Kapedo is no stranger to insecurity and has in recent years seen death visited upon it due to armed banditry. Such life-threatening insecurity is not limited to Baringo County.
Earlier this January, Mandera’s Governor Ali Roba warned that Al-Shabaab had returned to Mandera and were terrorising residents. We must extend kindness to fellow Kenyans in these conflict-prone territories.
A kind nation cannot allow her people to sink continually into pain. We must therefore work tirelessly to integrate kindness into the national fabric.

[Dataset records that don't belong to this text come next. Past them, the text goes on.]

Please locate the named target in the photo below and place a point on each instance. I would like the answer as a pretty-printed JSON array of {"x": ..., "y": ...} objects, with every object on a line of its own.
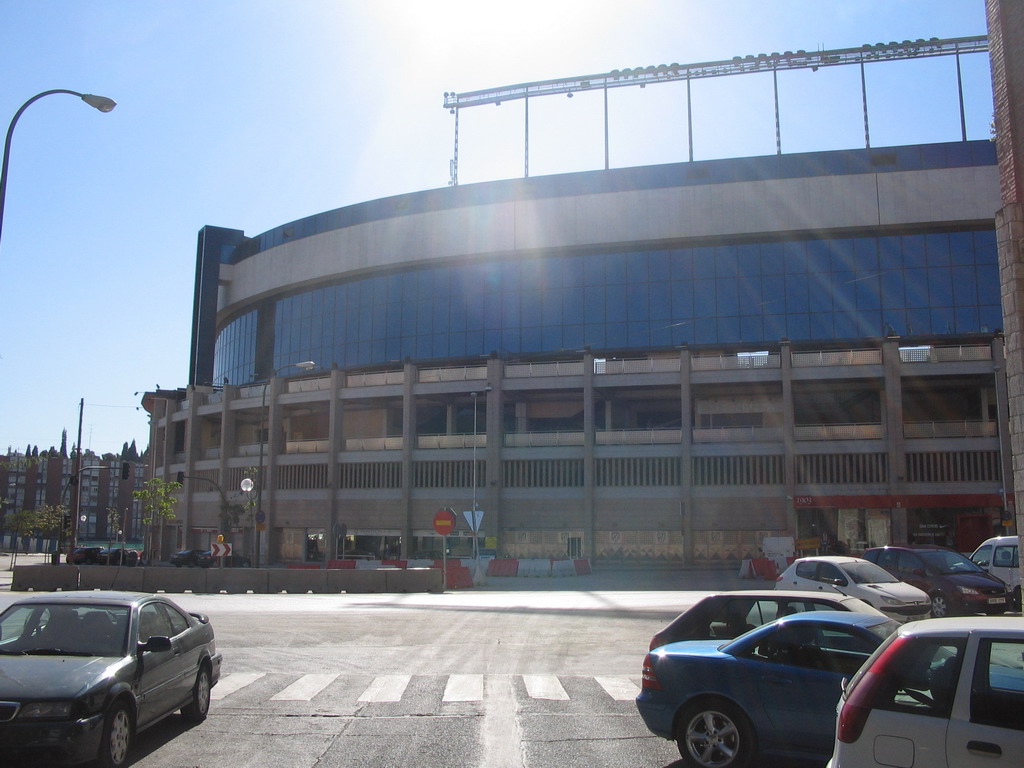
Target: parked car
[
  {"x": 942, "y": 692},
  {"x": 186, "y": 558},
  {"x": 1000, "y": 557},
  {"x": 772, "y": 691},
  {"x": 956, "y": 585},
  {"x": 206, "y": 560},
  {"x": 857, "y": 578},
  {"x": 117, "y": 556},
  {"x": 84, "y": 555},
  {"x": 729, "y": 614},
  {"x": 81, "y": 673}
]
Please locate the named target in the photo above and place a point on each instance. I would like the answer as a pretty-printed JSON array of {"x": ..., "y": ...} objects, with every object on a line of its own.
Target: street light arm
[{"x": 99, "y": 102}]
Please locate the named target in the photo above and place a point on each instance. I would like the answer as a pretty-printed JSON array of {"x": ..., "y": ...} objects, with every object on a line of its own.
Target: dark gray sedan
[{"x": 81, "y": 673}]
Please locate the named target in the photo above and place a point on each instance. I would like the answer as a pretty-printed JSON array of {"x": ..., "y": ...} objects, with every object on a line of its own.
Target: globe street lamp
[
  {"x": 99, "y": 102},
  {"x": 258, "y": 517}
]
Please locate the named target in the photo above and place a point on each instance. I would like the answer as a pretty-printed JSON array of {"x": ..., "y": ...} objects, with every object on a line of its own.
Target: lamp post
[
  {"x": 99, "y": 102},
  {"x": 258, "y": 516}
]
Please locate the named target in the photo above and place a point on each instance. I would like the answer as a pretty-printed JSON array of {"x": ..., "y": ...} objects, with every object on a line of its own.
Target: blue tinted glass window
[
  {"x": 772, "y": 259},
  {"x": 725, "y": 261},
  {"x": 594, "y": 304},
  {"x": 796, "y": 294}
]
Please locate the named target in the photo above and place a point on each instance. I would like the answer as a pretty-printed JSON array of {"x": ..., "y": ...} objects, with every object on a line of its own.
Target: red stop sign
[{"x": 444, "y": 521}]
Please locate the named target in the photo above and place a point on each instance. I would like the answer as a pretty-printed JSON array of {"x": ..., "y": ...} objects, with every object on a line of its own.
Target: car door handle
[{"x": 984, "y": 748}]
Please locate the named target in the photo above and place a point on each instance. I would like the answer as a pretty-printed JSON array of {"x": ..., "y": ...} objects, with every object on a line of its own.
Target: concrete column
[{"x": 686, "y": 455}]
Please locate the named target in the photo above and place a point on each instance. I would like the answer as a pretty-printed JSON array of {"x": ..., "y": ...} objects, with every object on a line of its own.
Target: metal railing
[
  {"x": 464, "y": 373},
  {"x": 541, "y": 370},
  {"x": 735, "y": 361},
  {"x": 839, "y": 431},
  {"x": 543, "y": 439},
  {"x": 737, "y": 434},
  {"x": 965, "y": 428},
  {"x": 837, "y": 357},
  {"x": 638, "y": 436}
]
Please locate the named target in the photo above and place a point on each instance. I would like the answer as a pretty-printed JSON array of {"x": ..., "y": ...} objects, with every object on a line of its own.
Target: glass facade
[{"x": 925, "y": 284}]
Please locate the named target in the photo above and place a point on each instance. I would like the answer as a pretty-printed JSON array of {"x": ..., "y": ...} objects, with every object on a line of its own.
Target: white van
[{"x": 1000, "y": 556}]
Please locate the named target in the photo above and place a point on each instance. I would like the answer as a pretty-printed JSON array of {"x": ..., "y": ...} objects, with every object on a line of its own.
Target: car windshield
[
  {"x": 950, "y": 562},
  {"x": 868, "y": 572},
  {"x": 51, "y": 629}
]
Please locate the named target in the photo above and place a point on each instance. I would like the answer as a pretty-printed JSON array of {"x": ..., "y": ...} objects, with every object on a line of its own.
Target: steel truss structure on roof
[{"x": 762, "y": 62}]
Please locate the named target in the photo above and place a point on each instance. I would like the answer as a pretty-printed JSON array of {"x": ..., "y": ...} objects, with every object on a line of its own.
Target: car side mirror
[{"x": 156, "y": 644}]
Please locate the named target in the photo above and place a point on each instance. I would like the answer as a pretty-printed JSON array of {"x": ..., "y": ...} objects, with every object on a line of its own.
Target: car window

One of the ways of doing this is through formal education.
In 2017, University of Wisconsin’s Centre for Healthy Minds developed the kindness curriculum, whose purpose was to inculcate kindness among pre-schoolers.
We can borrow a leaf from this and begin to teach kindness in our schools.
Pain pecks health from the body as it gnaws the soul. In the last several years, pain has flooded across every sector of Kenya. For every road accident that takes place, there is a family trapped in pain. For every job lost to Covid-19, there are family and friends in pain. For all patients that lose the battle against cancer, there are friends and family entangled in pain.
The one tried and tested weapon which can conquer pain is kindness. As clearly espoused in my green philosophy, ‘Kindness entails extending a caring heart and helping hand to fellow human beings, especially those in pain.’
By applying this, we shall convert our pain into purpose. Think green, act green!
-The writer is founder Green Africa Foundation.